- 21 Dec 2021
Attendees and apologies
- Lorna McCall
- Robin Fallas
- Nora Kellock
- Alessia Morris
- Neil Rawlins
- Nicola Rinaldi
- David Faith
- David Gourlay
- Nicola Kerr
- John Thomson
- Craig McKendrick
- Christopher Murphy
- Alastair Rennie
- Carole Morris
Items and actions
Summary of actions arising
Action One (AR)
A paper to be presented at the next meeting regarding a RDS panel, ethics and independence
Welcomes and introductions
Minutes and actions from the last meeting
No Comments were received and all actions have been completed.
Roadmap: progress update (MacRoberts)
An update was received from MacRoberts. Three additional proposed trustees have been identified:
- Andrew Morris, Head of HDR-UK
- Professor Shannon Vallor, University of Edinburgh
- Giselle Cory, Datalink CEO
Future role of the group
It was agreed to maintain the monthly the current series of meetings (second Thursday of the month) throughout 2022 with the caveat that if there are no substantive items to be discussed or cannot be resolved by correspondence then the meeting be cancelled at short notice.

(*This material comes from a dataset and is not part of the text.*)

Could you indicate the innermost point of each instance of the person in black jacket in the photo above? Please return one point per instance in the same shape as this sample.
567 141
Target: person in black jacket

Support from MacRoberts: next steps
MacRoberts to produce a paper for the Trustees/Directors of RDS to consider whether MacRoberts should continue to be an external legal advisor to RDS. They could be instructed on ad hoc basis on more specialised and technical issues by RDS in-house solicitor. It was recognised that MacRoberts have been invaluable in the setup of RDS and a deep knowledge of the organisation and that further legal expertise would be required with regard to IG.

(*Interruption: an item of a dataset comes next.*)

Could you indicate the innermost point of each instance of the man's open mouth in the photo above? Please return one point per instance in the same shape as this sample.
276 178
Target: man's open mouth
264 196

Information Governance Pathway Two: progress update - presentation from Alastair Rennie, RDS Chief Information Officer
A presentation update on IG Pathway Two was provided followed by a number of questions.

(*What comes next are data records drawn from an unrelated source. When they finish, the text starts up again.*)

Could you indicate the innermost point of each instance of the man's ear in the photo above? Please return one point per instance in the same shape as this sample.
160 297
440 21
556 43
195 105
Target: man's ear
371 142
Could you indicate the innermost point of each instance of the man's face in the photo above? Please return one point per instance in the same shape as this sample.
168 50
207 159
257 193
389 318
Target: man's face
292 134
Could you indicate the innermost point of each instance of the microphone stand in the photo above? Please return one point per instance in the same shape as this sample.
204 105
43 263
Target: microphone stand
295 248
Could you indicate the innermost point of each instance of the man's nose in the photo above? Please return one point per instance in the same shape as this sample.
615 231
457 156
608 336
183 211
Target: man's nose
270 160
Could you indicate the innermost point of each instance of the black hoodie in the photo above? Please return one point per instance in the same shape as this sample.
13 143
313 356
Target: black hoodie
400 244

- RDS will make decisions, either as solo or joint data controller, which needs to be agreed. A paper is being drawn up and taken to data controllers
- it was noted that a lot of agreements and paperwork would be required for this
- it was noted there was a gap in the ‘five safes’ model shown as other, differing, legislation would place restrictions on data controllers
- it was stated that an assessment would be made with each data controller over which datasets can and cannot be used. Any constraints would be shown in the data catalogue
- a question was raised as to the approval process to access de-identified data
- it was noted that there was an element of streamlining at the front end and discussions with data processors to try and align this, but an acceptance that there was a lot of engagement to be done
- a question was raised regarding assessing data for metrics / disclosure of risk
- it was noted that the ultimate decision would be made by the data controller to evaluate the risk, although at a simpler level than that at PBPP
- it was asked whether a DSA would still be needed between RDS and researchers
- a user agreement would be the equivalent of or including a DSA, but this point needs further development. The idea is that this would be a standard agreement anyway
It was agreed the Legal Working Group would like to see more detail about this.
- it was asked how RDS would undertake the role of assessment as in taking the role of PBPP – how would this work, who would do this and would it be undertaken by internal or external staff
- RDS staff would be trained and do as a full time role from the risk level perspective. It would be a gatekeeping exercise similar to DataLoch
It was noted that pseudoanonymised data would be the same as using the NRS Master Index.
- a number of questions were raised regarding a RDS panel, including ethics, as PBPP sits independently, and also with RDS assessing applications going through its own business, where would the independence be. It was noted that the relationship was unclear and that further work on this was required
Action One: A paper to be presented at the next meeting regarding a RDS panel, ethics and independence
- MacRoberts noted that in the new phase of RDS IG would be a huge piece of work. The role of RDS as a controller / joint controller sounds possible, however the point of sole controllership would need to be teased out
Thanks were expressed on behalf of the University of Edinburgh to AM for getting RDS to the point it is currently at.
MacRoberts noted that whilst policies had been tailored to RDS, some further trustee input would be required in the new year.
Close and date of the next meeting confirmed as 13 January 2022 at 10:30am.